A grateful dog is better than ungrateful man.  

"Man is beyond dispute the most excellent of created beings, but the vilest animal is a dog: but the sages agree, that a grateful dog, is better than an ungrateful man. A dog never forgets a morsel, although you pelt him an hundred times with stones. But if you cherish a man wretch for an age, he will fight with you for a mere trifle."

Eating little is good 

By eating little a man may obtain the position higher than of an angle, but if you eat like a beast, you will be degraded to an inanimate fossil. Those whom you gratify, become obedient to your command; but lust, on the contrary, when indulged is rebellious.

Saadi said:

" Keep your belly unencumbered with food, in order that you may be able to distinguish the light of divine knowledge. You are void of wisdom, because you are crammed up to your nose with food."

Attar Nishapuri


                                                 Attar's Mausoleum in Nishapur, Iran

He was a son of a prosperous chemist, receiving an excellent education in various fields. He was a profession of pharmacy and personally attended to a very large number of customers. The people he helped  in the the pharmacy used to confide their troubles in Attar and this affected him deeply. He abandoned his pharmacy store and traveled widely to Kufa, Mecca, Damascus, and India, meeting with Sufis and returned promoting Sufi ideas.He did not say much about himself. He from Nishapur, and he was one of the greatest mystic, a poet and a master of narrative of the 15th Century. Nasir Ud-Din Tusi has mentioned about Attar's life.  He died at the age of 70 of a violent death in the massacre which the Mongols inflicted on Nishabur in April 1221. He was buried in Nishapur his mausoleum was built by Ali Shir Navai in 16th Century.

Interestingly, he did not want to uncover the secrets of nature. This is particularly remarkable in the case of medicine, which fell within the scope of his profession.
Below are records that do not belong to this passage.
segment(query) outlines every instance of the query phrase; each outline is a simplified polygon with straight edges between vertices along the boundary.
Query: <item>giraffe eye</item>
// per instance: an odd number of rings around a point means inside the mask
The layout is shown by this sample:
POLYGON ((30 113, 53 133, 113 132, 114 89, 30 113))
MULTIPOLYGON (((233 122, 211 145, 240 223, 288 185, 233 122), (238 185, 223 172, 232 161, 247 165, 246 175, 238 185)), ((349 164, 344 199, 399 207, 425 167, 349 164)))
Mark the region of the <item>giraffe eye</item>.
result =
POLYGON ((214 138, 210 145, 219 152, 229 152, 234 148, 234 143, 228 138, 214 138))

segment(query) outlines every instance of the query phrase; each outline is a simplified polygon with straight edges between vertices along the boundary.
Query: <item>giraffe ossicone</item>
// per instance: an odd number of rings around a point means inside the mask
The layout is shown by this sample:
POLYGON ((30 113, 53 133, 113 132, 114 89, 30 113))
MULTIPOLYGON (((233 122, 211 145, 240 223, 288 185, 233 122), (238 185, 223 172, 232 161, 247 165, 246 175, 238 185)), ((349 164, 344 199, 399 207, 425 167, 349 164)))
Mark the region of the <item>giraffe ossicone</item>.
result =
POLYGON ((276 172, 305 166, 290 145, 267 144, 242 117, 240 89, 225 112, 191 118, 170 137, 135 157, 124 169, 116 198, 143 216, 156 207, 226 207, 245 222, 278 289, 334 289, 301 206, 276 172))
He obviously had no motive for showing off his knowledge in the manner customary among court Panegyrists, whoes type of poetry he despised and never practiced. Such knowledge is only brought into his works in contexts where the theme of a story touches on a branch of natural science. His contemporary was Khaqani.

His works are as follows:
  • Divan
  • Asrar Nama
  • Maqamat-e Toyur, (Manteq at-Tayr
  • Mosibat-Nama
  • Elahi-Nama
  • Javaher-Nama
  • Sarh al-Qalb


Atter Seven Valleys of LOVE

  • The Valley of Quest.
  • The Valley of Love.
  • The Valley of understanding.
  • The Valley of Independence and Detachment.
  • The Valley of Unity.
  • The Valley of Astonishment and Bewilderment.
  • The Valley of Deprivation and Death.